Washington has enjoyed three years of strong job growth, but the effects of recession continue to linger for many families. While we are much further along the path of recovery than the country as a whole, population growth since 2000 has outstripped the supply of newly created jobs. Moreover, the benefits of recent growth are not equitably distributed. Many families are still pinched – even in the midst of a growing economy.
- Jobs are growing across regions of the state and sectors of the economy. Health services, information, restaurants, construction, business and professional services, and even Washington’s much-battered manufacturing sector are all adding jobs.
- Growth since 2004 has not made up for the three-year job slump that started in 2001. Although the state added about 80,000 jobs in both 2005 and 2006, we needed an additional 128,000 jobs to employ the same percentage of the working age population in 2006 as in 2000.
- The mix of jobs in the state has changed since 1990, with manufacturing falling from 16% to 10% of all non-farm jobs. Professional and business services, health services, construction, information, and leisure and hospitality have added to their share of jobs.
Income and Benefits
- Hourly wages for middle and high earners in Washington rose in 2005 and 2006, but stagnated or declined for lower income earners.
- After significant real gains during the 1990s, average monthly earnings for Washington men actually declined between 2000 and 2005, and have held steady for women.
- Median household incomes in Washington fell with the recession, but began rising again in 2002. In 2006, the state median annual income was $52,583, 13th highest among the states and $4,000 higher than the national level.
- In 2006, employers were less likely to provide every type of benefit, from health insurance to paid leave to a retirement plan, than at the start of the decade.
- Women now make up 49% of the state workforce, but sectors of the economy are still sharply segregated. Construction and manufacturing remain predominately male, while health, educational, and financial services are heavily female.
- Men typically earn far more than women. The median hourly wage for Washington men in 2006 was $18.54, compared to $14.38 for women. Men aged 35 to 44 earn on average $1,834 more per month than women of the same age range. Among full-time, year-round workers in the state, men earn $12,000 more annually than women.
- Men typically see large gains in earnings between the ages of 25 and 44, while women on average realize only modest boosts in income during this phase of life.
- Despite the media attention to the so-called “opting out” by American women, far more men have left the workforce.
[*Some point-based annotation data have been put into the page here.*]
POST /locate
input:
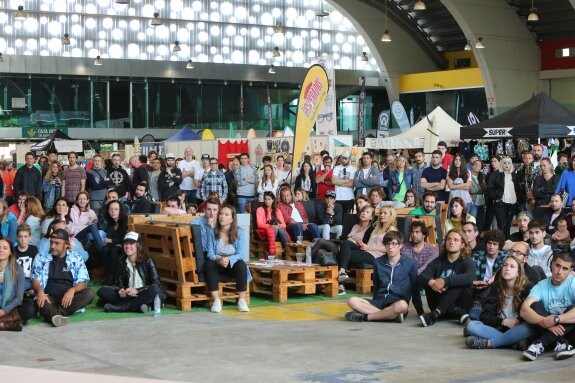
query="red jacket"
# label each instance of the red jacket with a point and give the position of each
(286, 211)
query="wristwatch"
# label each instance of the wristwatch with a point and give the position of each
(556, 319)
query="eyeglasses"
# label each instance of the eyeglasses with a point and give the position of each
(516, 252)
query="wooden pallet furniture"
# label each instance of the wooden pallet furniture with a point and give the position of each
(280, 278)
(361, 280)
(172, 249)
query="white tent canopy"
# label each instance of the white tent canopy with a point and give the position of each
(437, 126)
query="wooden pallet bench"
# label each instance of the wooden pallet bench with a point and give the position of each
(279, 278)
(172, 249)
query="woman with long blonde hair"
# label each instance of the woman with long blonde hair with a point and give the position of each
(500, 324)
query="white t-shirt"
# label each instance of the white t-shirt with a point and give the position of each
(344, 193)
(188, 182)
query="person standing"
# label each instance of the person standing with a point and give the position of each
(343, 176)
(189, 166)
(73, 179)
(98, 183)
(170, 178)
(247, 180)
(28, 178)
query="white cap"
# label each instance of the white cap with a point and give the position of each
(132, 236)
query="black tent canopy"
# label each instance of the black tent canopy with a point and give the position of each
(538, 117)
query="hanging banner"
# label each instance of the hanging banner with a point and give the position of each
(398, 112)
(270, 124)
(312, 96)
(361, 116)
(326, 123)
(383, 124)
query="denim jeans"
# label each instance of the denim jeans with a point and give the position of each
(497, 338)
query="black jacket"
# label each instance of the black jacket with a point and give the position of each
(489, 314)
(460, 273)
(146, 269)
(496, 186)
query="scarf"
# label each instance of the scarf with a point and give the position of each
(8, 286)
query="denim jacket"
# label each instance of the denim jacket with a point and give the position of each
(74, 263)
(393, 185)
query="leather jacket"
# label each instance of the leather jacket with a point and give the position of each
(147, 270)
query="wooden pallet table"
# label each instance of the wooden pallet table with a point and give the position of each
(277, 278)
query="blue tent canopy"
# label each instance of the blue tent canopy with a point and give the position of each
(185, 134)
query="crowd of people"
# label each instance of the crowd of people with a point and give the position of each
(507, 289)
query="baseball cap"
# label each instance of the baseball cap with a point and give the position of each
(131, 236)
(60, 234)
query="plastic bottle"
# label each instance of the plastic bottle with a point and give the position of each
(308, 255)
(157, 306)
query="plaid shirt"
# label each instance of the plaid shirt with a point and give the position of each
(214, 182)
(74, 263)
(480, 259)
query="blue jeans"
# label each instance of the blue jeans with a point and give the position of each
(497, 338)
(296, 229)
(242, 202)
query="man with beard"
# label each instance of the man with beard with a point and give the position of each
(170, 178)
(119, 176)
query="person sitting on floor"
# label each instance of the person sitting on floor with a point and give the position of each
(137, 280)
(418, 248)
(447, 281)
(549, 307)
(499, 323)
(394, 284)
(60, 280)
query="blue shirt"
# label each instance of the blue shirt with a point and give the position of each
(555, 299)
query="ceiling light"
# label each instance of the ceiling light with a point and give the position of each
(156, 20)
(419, 6)
(20, 15)
(479, 43)
(386, 37)
(322, 12)
(278, 28)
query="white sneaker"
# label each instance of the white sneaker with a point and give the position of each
(216, 306)
(243, 306)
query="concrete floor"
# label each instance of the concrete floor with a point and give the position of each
(289, 343)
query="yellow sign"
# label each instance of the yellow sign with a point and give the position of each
(312, 95)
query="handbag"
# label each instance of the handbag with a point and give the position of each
(327, 259)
From the late 1990s to 2006, the labor force participation rate of Washington men dropped by 6.1%, while the rate for women declined by 3.5%. Since 1979, men’s labor force participation rate has declined by 7.7% while women’s has increased by 14.2%.
- Incomes are generally higher in Washington than the national average, while poverty, child poverty, and the percentage of workers earning poverty wages are lower.
- In Washington, 20% of workers belonged to a union in 2006, compared to 12% in the U.S. And bucking the national trend, unionization rates in the state have gone up since 2000.
- In Washington, 11.8% of residents lacked health insurance in 2006, compared to 15.8% in the U.S. While the ranks of the uninsured have risen nationally since 2003, they have declined in Washington. Still, 752,000 Washingtonians of all ages and 119,000 children (6.9% of children in the state) are without health insurance.
- Among private sector workers, 49% in Washington have a workplace-based retirement plan, compared to 44% in the U.S.
Washington has a long history of public policy that promotes high-road development. The economy is doing better here than in the United States as a whole, and working families in the state are benefiting more from economic growth than their counterparts elsewhere. There still remains a great deal of work to do in building a state economy where economic security and opportunity are available to all.